China accused in death of Uyghur researcher returning from Japan: Report
Jul 03, 2021
Beijing [China], July 4 : Amid China's increasing repression of Uyghurs and other ethnic minorities in Xinjiang, the suspicious death of Uyghur plant biology researcher in December 2020 at a detention facility in the province has drawn attention on social media, according to a report in Voice of America (VOA).
Mihriay Erkin, 29, left her job at Japan's Nara Technology and Science Institute in June 2019 and returned to China over concerns about the safety of her parents in Xinjiang province. She was arbitrarily detained and sent to the Yanbulaq detention center in Kashgar in February 2020.
Meanwhile, Erkin relatives blame Chinese authorities for her death, which they say they learned about only recently. China denies all allegations pertaining to the persecution of Uyghurs and calls the internment camps "vocational institutes" that deradicalize extremists.
"I learned the news almost six months after my niece Mihriay was killed by Chinese authorities, but I still don't know if she has an actual grave or not," VOA quoted Abduweli Ayup, Erkin's uncle and a Norway-based Uyghur rights activist as saying.
Ayup launched a social media campaign last week with Uyghur activists to highlight Erkin and demand that China disclose the circumstances surrounding her death.
Mihriay Erkin's father, Erkin Ayup, a former Chinese government official, and her aunt, Sajidigul Ayup, a former high school teacher, had been detained by Chinese authorities for almost two years in Xinjiang when Mihriay decided to leave Japan in 2019, reported VOA.
However, the oldest of two siblings, Erkin moved to Japan in 2014 to pursue a master's degree in plant biology at Tokyo University.
Abduweli Ayup said he warned Erkin against returning to Xinjiang, but she ignored the advice after local Chinese police used her mother to lure her back. Her last words to him before she left were, "If I die, if I have a grave, a bouquet of peonies will mark my grave."

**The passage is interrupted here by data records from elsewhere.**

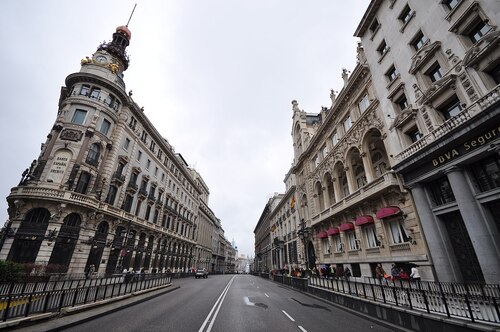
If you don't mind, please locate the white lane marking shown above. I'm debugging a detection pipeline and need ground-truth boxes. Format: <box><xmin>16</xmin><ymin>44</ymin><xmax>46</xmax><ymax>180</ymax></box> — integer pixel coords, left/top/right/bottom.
<box><xmin>243</xmin><ymin>296</ymin><xmax>255</xmax><ymax>306</ymax></box>
<box><xmin>198</xmin><ymin>276</ymin><xmax>236</xmax><ymax>332</ymax></box>
<box><xmin>207</xmin><ymin>276</ymin><xmax>236</xmax><ymax>332</ymax></box>
<box><xmin>281</xmin><ymin>310</ymin><xmax>295</xmax><ymax>322</ymax></box>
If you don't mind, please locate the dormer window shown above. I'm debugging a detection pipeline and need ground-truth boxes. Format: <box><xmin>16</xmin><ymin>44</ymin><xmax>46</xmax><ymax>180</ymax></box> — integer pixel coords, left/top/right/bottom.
<box><xmin>377</xmin><ymin>40</ymin><xmax>389</xmax><ymax>56</ymax></box>
<box><xmin>398</xmin><ymin>5</ymin><xmax>412</xmax><ymax>24</ymax></box>
<box><xmin>80</xmin><ymin>84</ymin><xmax>90</xmax><ymax>96</ymax></box>
<box><xmin>99</xmin><ymin>119</ymin><xmax>111</xmax><ymax>135</ymax></box>
<box><xmin>467</xmin><ymin>20</ymin><xmax>490</xmax><ymax>43</ymax></box>
<box><xmin>427</xmin><ymin>63</ymin><xmax>443</xmax><ymax>82</ymax></box>
<box><xmin>385</xmin><ymin>65</ymin><xmax>398</xmax><ymax>82</ymax></box>
<box><xmin>90</xmin><ymin>88</ymin><xmax>101</xmax><ymax>99</ymax></box>
<box><xmin>358</xmin><ymin>94</ymin><xmax>370</xmax><ymax>114</ymax></box>
<box><xmin>71</xmin><ymin>109</ymin><xmax>87</xmax><ymax>125</ymax></box>
<box><xmin>343</xmin><ymin>115</ymin><xmax>352</xmax><ymax>133</ymax></box>
<box><xmin>396</xmin><ymin>95</ymin><xmax>408</xmax><ymax>111</ymax></box>
<box><xmin>411</xmin><ymin>31</ymin><xmax>427</xmax><ymax>51</ymax></box>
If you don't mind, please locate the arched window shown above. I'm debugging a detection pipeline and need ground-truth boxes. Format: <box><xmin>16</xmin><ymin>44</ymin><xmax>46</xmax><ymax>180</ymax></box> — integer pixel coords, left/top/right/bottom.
<box><xmin>354</xmin><ymin>165</ymin><xmax>366</xmax><ymax>189</ymax></box>
<box><xmin>7</xmin><ymin>208</ymin><xmax>50</xmax><ymax>263</ymax></box>
<box><xmin>49</xmin><ymin>213</ymin><xmax>82</xmax><ymax>272</ymax></box>
<box><xmin>316</xmin><ymin>182</ymin><xmax>325</xmax><ymax>213</ymax></box>
<box><xmin>372</xmin><ymin>151</ymin><xmax>387</xmax><ymax>177</ymax></box>
<box><xmin>85</xmin><ymin>143</ymin><xmax>101</xmax><ymax>166</ymax></box>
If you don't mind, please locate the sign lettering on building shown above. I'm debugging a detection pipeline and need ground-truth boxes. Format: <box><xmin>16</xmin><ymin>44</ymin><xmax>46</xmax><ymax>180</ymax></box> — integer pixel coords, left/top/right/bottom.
<box><xmin>432</xmin><ymin>127</ymin><xmax>500</xmax><ymax>167</ymax></box>
<box><xmin>47</xmin><ymin>151</ymin><xmax>71</xmax><ymax>183</ymax></box>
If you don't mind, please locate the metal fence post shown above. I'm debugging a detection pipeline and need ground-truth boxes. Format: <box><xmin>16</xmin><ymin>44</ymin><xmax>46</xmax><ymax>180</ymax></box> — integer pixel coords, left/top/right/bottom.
<box><xmin>438</xmin><ymin>283</ymin><xmax>450</xmax><ymax>318</ymax></box>
<box><xmin>464</xmin><ymin>284</ymin><xmax>474</xmax><ymax>322</ymax></box>
<box><xmin>2</xmin><ymin>282</ymin><xmax>15</xmax><ymax>322</ymax></box>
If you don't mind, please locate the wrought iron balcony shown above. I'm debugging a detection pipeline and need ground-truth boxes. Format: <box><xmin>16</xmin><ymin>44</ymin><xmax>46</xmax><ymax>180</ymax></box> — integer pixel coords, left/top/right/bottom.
<box><xmin>111</xmin><ymin>171</ymin><xmax>125</xmax><ymax>186</ymax></box>
<box><xmin>139</xmin><ymin>188</ymin><xmax>148</xmax><ymax>198</ymax></box>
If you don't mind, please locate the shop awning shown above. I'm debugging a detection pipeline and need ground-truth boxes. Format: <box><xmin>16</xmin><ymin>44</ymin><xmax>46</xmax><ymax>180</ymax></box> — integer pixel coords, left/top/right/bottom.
<box><xmin>356</xmin><ymin>216</ymin><xmax>375</xmax><ymax>226</ymax></box>
<box><xmin>376</xmin><ymin>206</ymin><xmax>401</xmax><ymax>219</ymax></box>
<box><xmin>326</xmin><ymin>227</ymin><xmax>340</xmax><ymax>235</ymax></box>
<box><xmin>316</xmin><ymin>232</ymin><xmax>328</xmax><ymax>239</ymax></box>
<box><xmin>339</xmin><ymin>222</ymin><xmax>354</xmax><ymax>232</ymax></box>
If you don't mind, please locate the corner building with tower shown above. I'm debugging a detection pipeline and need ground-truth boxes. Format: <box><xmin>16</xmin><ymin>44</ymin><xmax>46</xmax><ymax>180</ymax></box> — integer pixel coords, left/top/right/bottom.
<box><xmin>0</xmin><ymin>26</ymin><xmax>229</xmax><ymax>274</ymax></box>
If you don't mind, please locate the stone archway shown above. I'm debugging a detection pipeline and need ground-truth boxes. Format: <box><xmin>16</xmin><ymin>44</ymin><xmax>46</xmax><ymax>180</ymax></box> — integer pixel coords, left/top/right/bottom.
<box><xmin>307</xmin><ymin>241</ymin><xmax>316</xmax><ymax>269</ymax></box>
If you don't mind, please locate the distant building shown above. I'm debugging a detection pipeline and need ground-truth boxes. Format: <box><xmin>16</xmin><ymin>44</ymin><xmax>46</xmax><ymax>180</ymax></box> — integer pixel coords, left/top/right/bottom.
<box><xmin>0</xmin><ymin>26</ymin><xmax>229</xmax><ymax>274</ymax></box>
<box><xmin>355</xmin><ymin>0</ymin><xmax>500</xmax><ymax>284</ymax></box>
<box><xmin>291</xmin><ymin>46</ymin><xmax>433</xmax><ymax>279</ymax></box>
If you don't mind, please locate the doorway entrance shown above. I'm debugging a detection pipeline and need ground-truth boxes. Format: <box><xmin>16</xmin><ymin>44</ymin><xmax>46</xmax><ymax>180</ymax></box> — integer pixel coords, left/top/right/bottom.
<box><xmin>441</xmin><ymin>211</ymin><xmax>484</xmax><ymax>283</ymax></box>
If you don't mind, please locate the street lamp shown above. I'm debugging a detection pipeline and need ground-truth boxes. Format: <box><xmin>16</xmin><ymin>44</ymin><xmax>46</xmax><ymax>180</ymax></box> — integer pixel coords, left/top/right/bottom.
<box><xmin>297</xmin><ymin>219</ymin><xmax>310</xmax><ymax>269</ymax></box>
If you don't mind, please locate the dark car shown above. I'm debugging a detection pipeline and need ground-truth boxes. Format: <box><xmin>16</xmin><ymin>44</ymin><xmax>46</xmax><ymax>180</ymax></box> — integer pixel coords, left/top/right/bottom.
<box><xmin>194</xmin><ymin>268</ymin><xmax>208</xmax><ymax>279</ymax></box>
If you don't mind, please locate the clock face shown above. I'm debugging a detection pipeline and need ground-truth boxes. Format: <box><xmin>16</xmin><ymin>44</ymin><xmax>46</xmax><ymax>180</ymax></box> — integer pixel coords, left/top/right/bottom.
<box><xmin>95</xmin><ymin>55</ymin><xmax>107</xmax><ymax>63</ymax></box>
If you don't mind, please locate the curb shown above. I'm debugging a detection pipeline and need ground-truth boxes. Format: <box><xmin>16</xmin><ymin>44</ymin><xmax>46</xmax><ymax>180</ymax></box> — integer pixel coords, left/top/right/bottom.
<box><xmin>0</xmin><ymin>284</ymin><xmax>180</xmax><ymax>332</ymax></box>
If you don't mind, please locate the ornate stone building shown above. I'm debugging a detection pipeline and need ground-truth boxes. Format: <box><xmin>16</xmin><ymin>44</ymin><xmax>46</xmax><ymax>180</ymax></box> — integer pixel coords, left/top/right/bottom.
<box><xmin>292</xmin><ymin>46</ymin><xmax>433</xmax><ymax>279</ymax></box>
<box><xmin>355</xmin><ymin>0</ymin><xmax>500</xmax><ymax>283</ymax></box>
<box><xmin>0</xmin><ymin>26</ymin><xmax>227</xmax><ymax>274</ymax></box>
<box><xmin>269</xmin><ymin>172</ymin><xmax>298</xmax><ymax>271</ymax></box>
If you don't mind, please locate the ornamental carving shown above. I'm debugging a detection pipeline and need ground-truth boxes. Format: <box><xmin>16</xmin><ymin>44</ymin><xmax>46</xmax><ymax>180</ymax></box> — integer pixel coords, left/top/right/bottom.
<box><xmin>408</xmin><ymin>41</ymin><xmax>441</xmax><ymax>75</ymax></box>
<box><xmin>60</xmin><ymin>129</ymin><xmax>83</xmax><ymax>142</ymax></box>
<box><xmin>463</xmin><ymin>31</ymin><xmax>500</xmax><ymax>67</ymax></box>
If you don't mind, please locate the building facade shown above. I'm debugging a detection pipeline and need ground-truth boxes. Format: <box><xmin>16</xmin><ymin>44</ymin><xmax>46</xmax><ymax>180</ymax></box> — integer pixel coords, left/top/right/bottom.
<box><xmin>355</xmin><ymin>0</ymin><xmax>500</xmax><ymax>283</ymax></box>
<box><xmin>269</xmin><ymin>172</ymin><xmax>300</xmax><ymax>272</ymax></box>
<box><xmin>0</xmin><ymin>26</ymin><xmax>228</xmax><ymax>274</ymax></box>
<box><xmin>292</xmin><ymin>46</ymin><xmax>433</xmax><ymax>279</ymax></box>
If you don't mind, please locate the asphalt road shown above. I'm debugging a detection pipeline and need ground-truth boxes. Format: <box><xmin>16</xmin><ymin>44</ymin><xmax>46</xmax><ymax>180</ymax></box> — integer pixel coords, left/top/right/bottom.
<box><xmin>61</xmin><ymin>275</ymin><xmax>394</xmax><ymax>332</ymax></box>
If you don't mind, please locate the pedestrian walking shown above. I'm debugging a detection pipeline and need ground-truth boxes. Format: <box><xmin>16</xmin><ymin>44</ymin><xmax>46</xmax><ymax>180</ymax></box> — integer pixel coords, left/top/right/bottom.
<box><xmin>344</xmin><ymin>267</ymin><xmax>351</xmax><ymax>281</ymax></box>
<box><xmin>410</xmin><ymin>265</ymin><xmax>420</xmax><ymax>281</ymax></box>
<box><xmin>375</xmin><ymin>263</ymin><xmax>387</xmax><ymax>285</ymax></box>
<box><xmin>391</xmin><ymin>264</ymin><xmax>399</xmax><ymax>280</ymax></box>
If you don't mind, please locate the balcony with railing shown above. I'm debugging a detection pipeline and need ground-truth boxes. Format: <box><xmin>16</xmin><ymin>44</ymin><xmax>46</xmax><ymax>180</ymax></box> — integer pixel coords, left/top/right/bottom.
<box><xmin>395</xmin><ymin>85</ymin><xmax>500</xmax><ymax>161</ymax></box>
<box><xmin>127</xmin><ymin>182</ymin><xmax>139</xmax><ymax>193</ymax></box>
<box><xmin>111</xmin><ymin>171</ymin><xmax>125</xmax><ymax>186</ymax></box>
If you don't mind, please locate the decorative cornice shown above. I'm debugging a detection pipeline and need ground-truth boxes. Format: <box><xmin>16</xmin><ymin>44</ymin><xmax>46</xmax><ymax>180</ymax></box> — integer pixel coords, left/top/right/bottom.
<box><xmin>408</xmin><ymin>41</ymin><xmax>441</xmax><ymax>75</ymax></box>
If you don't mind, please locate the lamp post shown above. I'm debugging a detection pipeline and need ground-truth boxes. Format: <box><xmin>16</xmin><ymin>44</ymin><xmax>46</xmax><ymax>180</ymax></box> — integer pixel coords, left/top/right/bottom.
<box><xmin>297</xmin><ymin>219</ymin><xmax>310</xmax><ymax>270</ymax></box>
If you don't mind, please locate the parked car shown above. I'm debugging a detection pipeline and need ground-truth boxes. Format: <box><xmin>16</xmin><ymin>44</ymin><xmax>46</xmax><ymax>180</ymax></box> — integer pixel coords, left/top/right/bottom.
<box><xmin>194</xmin><ymin>268</ymin><xmax>208</xmax><ymax>279</ymax></box>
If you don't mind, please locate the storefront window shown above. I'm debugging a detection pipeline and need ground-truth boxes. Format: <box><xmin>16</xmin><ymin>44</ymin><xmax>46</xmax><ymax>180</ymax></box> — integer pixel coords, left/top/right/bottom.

"My niece died in [a] detention center, and her father and aunt were sentenced to 12 and 14 years in prison," he said. He added that it was unclear whether Erkin's mother and brother were also detained, as he has lost contact with them.
Citing the report July 10 by Amnesty International, VOA reported that China's extreme measures toward Uyghurs and other Muslim minority groups in Xinjiang constitute "crimes against humanity."
"Chinese authorities have built one of the world's most sophisticated surveillance systems and a vast network of hundreds of grim 'transformation-through-education' centers -- actually, internment camps -- throughout Xinjiang," the report said.